Jouer avec les sons
J'appelle.
J'appelle.
J'appelle.
Je ne sais qui j'appelle.
Qui j'appelle ne sait pas.
J'appelle quelqu'un de faible,
quelqu'un de brisé,
quelqu'un de fier que rien n'a pu briser.
J'appelle.
J'appelle quelqu'un de là-bas,
quelqu'un au loin perdu,
quelqu'un d'un autre monde.
(C'était donc tout mensonge, ma solidité ?)
J'appelle.
Devant cet instrument si clair,
ce n'est pas comme ce serait avec ma voix sourde.

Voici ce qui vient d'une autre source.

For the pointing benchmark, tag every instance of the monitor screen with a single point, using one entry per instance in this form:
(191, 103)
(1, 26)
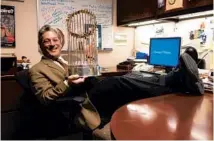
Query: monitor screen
(164, 51)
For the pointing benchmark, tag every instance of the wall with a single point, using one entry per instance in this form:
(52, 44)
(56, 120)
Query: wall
(26, 36)
(182, 29)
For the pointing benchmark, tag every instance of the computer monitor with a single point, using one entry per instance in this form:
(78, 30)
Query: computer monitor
(164, 51)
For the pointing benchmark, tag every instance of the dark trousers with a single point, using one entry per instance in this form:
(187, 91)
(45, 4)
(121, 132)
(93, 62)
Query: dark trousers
(111, 93)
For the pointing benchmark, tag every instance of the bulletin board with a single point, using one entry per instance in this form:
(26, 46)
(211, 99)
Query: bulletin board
(54, 12)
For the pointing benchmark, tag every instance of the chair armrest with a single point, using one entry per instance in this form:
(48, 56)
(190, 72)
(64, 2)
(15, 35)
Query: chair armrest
(76, 99)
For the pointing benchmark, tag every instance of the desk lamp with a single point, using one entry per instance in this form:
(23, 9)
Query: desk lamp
(82, 39)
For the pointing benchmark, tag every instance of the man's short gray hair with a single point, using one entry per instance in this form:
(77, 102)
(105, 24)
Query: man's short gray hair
(47, 28)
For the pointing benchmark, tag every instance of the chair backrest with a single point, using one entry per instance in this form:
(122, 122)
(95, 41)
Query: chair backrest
(39, 120)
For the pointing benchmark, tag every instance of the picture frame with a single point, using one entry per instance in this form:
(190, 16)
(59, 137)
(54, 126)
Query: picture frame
(14, 0)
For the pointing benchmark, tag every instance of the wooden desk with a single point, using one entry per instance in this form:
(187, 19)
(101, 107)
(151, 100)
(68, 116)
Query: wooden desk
(169, 117)
(113, 71)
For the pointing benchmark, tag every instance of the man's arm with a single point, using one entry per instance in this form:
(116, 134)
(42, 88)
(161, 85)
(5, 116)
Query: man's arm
(44, 89)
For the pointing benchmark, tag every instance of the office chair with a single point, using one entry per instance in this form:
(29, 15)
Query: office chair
(39, 121)
(194, 54)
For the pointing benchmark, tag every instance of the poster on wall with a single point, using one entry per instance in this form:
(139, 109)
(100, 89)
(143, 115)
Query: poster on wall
(161, 3)
(7, 26)
(173, 4)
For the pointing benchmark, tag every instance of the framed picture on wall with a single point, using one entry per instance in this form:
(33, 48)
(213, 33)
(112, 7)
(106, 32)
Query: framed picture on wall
(14, 0)
(8, 26)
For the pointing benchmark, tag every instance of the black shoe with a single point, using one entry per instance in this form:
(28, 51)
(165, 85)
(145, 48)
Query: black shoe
(191, 81)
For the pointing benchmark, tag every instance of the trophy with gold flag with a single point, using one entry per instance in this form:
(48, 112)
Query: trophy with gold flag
(82, 49)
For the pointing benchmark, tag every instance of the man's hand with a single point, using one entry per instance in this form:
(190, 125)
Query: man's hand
(75, 79)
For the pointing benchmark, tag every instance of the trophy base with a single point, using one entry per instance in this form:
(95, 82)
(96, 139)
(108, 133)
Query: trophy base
(84, 70)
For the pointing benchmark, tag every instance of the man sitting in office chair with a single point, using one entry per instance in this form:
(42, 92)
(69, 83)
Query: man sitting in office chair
(49, 81)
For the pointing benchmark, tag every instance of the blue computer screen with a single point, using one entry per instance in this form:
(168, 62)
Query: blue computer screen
(164, 51)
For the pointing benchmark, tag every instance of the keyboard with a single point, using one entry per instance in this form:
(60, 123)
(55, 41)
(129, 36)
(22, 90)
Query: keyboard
(135, 74)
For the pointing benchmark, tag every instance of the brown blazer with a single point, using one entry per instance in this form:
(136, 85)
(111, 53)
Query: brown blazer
(48, 83)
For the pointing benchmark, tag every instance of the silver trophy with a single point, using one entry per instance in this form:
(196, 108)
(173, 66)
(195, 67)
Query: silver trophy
(82, 41)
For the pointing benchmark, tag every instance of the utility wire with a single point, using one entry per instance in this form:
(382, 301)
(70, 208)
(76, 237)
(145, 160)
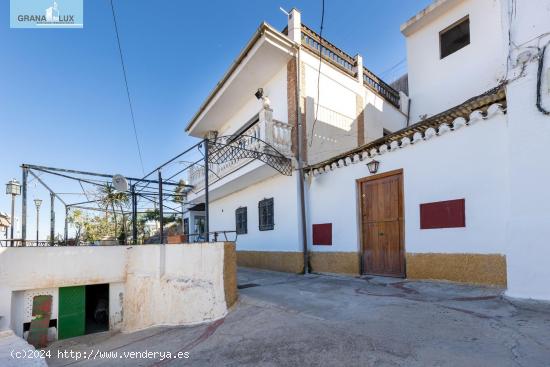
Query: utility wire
(382, 74)
(319, 74)
(127, 89)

Devant cet instrument chantant qui ne me juge pas,
qui ne m'observe pas,
perdant toute honte, j'appelle,
j'appelle,
j'appelle du fond de la tombe de mon enfance
qui boude et se contracte encore,
du fond de mon désert présent,
j'appelle,
j'appelle.
L'appel m'étonne moi-même.
Quoique ce soit tard, j'appelle.
Pour crever mon plafond
sans doute
surtout
j'appelle
..................................................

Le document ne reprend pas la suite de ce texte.